If you have a tank handle, make sure it’s secured properly.
Now that covers all of your main gear but don’t forget about all your accessories…
Mask and Fin straps have a great knack of snapping just at the wrong time. Be sure to check them over, stretch them to look for any tears or splits. For your own sake make sure you carry at least one spare strap of each type you use in your emergency spares box!
Computers have had battery condition indicators for years now, but don’t forget that batteries are affected by temperature, so even though the indicator might say 50% whilst on the surface attached to your nice warm wrist, as it hits the water and cools down it could quite easily fail. Be safe, get it replaced (or do it yourself if it’s user changeable) before the battery level gets too low.

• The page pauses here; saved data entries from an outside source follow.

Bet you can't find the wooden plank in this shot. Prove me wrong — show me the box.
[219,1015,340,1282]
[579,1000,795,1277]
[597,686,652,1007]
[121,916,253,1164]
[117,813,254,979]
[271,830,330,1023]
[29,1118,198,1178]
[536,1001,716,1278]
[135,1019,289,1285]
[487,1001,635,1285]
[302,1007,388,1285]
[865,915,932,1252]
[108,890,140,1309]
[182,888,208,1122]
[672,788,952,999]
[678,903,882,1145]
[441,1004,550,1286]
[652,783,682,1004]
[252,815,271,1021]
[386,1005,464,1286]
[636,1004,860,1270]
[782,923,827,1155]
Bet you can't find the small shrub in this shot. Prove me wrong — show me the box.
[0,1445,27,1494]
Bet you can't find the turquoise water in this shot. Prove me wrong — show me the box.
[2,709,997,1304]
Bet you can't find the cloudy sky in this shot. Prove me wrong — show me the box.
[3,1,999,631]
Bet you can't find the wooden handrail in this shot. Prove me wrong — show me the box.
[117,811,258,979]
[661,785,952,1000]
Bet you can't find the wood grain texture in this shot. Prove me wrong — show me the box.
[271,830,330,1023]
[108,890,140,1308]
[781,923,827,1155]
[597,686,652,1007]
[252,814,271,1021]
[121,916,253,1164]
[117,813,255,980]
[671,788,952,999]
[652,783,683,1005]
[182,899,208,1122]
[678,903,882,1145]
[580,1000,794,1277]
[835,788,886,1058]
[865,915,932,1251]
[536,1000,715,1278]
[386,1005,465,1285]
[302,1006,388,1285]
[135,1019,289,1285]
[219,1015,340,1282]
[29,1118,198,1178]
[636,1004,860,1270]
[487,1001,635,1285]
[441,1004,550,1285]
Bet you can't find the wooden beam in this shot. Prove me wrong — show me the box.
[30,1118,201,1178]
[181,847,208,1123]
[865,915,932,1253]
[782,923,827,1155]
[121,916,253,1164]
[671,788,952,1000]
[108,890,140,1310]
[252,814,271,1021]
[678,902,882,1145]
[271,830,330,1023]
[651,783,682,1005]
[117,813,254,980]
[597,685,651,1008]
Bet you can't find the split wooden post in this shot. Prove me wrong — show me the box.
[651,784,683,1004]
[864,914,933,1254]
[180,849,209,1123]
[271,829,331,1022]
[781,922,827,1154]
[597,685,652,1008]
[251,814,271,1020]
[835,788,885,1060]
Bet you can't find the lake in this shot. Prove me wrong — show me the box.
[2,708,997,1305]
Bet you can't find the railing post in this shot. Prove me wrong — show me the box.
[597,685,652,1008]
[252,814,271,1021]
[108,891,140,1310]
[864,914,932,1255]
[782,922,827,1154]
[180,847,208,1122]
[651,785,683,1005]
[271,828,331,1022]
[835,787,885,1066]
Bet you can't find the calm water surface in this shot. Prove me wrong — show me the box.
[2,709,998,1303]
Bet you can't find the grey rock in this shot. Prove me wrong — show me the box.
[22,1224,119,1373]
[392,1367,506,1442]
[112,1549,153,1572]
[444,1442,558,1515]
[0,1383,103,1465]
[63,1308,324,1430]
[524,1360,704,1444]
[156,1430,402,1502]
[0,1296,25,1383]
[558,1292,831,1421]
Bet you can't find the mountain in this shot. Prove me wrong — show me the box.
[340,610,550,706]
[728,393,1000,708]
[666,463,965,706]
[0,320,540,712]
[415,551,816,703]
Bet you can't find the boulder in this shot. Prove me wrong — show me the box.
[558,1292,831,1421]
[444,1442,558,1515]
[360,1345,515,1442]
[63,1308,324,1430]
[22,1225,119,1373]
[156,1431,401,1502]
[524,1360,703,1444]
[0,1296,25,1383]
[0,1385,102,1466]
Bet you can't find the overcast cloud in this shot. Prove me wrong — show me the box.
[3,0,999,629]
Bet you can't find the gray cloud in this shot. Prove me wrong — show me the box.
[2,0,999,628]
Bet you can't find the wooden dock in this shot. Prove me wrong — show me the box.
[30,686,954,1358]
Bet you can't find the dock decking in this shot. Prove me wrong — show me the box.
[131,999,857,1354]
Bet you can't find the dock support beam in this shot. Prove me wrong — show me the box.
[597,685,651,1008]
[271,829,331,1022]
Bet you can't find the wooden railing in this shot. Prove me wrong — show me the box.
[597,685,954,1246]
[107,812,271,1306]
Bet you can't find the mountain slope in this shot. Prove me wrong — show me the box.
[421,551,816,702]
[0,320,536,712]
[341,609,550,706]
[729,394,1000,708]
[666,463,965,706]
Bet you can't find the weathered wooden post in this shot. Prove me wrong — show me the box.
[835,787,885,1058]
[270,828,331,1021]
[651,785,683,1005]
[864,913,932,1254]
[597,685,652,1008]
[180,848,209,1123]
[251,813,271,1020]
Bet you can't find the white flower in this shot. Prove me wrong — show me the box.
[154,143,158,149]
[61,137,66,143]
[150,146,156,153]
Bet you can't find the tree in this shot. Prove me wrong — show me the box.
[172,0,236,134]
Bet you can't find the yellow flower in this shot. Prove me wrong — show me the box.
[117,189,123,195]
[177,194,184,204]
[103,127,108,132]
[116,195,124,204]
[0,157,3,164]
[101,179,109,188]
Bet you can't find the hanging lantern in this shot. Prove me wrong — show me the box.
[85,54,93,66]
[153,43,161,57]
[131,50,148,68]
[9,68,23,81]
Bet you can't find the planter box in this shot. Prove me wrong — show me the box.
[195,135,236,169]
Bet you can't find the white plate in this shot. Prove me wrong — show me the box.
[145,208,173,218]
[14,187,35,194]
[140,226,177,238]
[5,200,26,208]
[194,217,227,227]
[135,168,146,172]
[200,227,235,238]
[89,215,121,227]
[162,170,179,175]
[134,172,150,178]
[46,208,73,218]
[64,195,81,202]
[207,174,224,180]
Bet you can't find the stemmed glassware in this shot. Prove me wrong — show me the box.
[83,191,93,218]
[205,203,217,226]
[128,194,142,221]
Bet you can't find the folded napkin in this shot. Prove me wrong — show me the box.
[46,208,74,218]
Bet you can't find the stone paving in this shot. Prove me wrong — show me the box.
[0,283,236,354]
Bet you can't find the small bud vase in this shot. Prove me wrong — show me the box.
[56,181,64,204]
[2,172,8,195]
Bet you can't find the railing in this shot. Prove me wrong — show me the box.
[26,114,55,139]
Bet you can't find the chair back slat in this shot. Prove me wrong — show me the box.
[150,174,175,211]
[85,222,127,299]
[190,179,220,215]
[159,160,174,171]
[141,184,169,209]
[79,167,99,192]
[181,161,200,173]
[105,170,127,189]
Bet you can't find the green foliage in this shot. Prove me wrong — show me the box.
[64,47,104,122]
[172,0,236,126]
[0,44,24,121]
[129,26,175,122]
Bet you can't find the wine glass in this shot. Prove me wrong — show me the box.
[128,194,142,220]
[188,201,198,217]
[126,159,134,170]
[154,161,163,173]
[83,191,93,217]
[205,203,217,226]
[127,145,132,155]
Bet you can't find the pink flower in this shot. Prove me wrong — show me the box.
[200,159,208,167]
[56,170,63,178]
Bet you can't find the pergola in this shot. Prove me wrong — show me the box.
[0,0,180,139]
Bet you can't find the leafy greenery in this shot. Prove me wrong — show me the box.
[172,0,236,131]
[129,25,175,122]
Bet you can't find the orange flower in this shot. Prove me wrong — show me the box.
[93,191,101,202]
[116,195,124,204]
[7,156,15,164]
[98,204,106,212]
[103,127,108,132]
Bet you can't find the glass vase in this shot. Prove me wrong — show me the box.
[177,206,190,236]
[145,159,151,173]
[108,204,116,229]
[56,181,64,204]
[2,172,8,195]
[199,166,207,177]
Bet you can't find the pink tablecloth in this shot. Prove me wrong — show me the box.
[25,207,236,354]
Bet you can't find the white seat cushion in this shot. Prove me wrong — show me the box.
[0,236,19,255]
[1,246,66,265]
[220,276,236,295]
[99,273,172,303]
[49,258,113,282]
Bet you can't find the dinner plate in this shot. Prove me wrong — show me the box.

Items such as your torch shouldn’t be overlooked either. The O-ring that is preventing it from being flooded should be checked. Carefully remove the O-ring (don’t use sharp implements as you could nick or cut the o-ring). Give the O-ring a wash in some warm soapy water and dry it. Inspect the O-ring for any damage, and finally apply and a sparing amount of silicone grease.
The groove in which the O-ring sits should also be cleaned out and dried before re-inserting the o-ring.
This checklist and these steps should never replace proper servicing carried out by a trained and qualified service technician. Consider these steps as a check that everything is in good working order and a means of spotting potential problems before they become an real problem.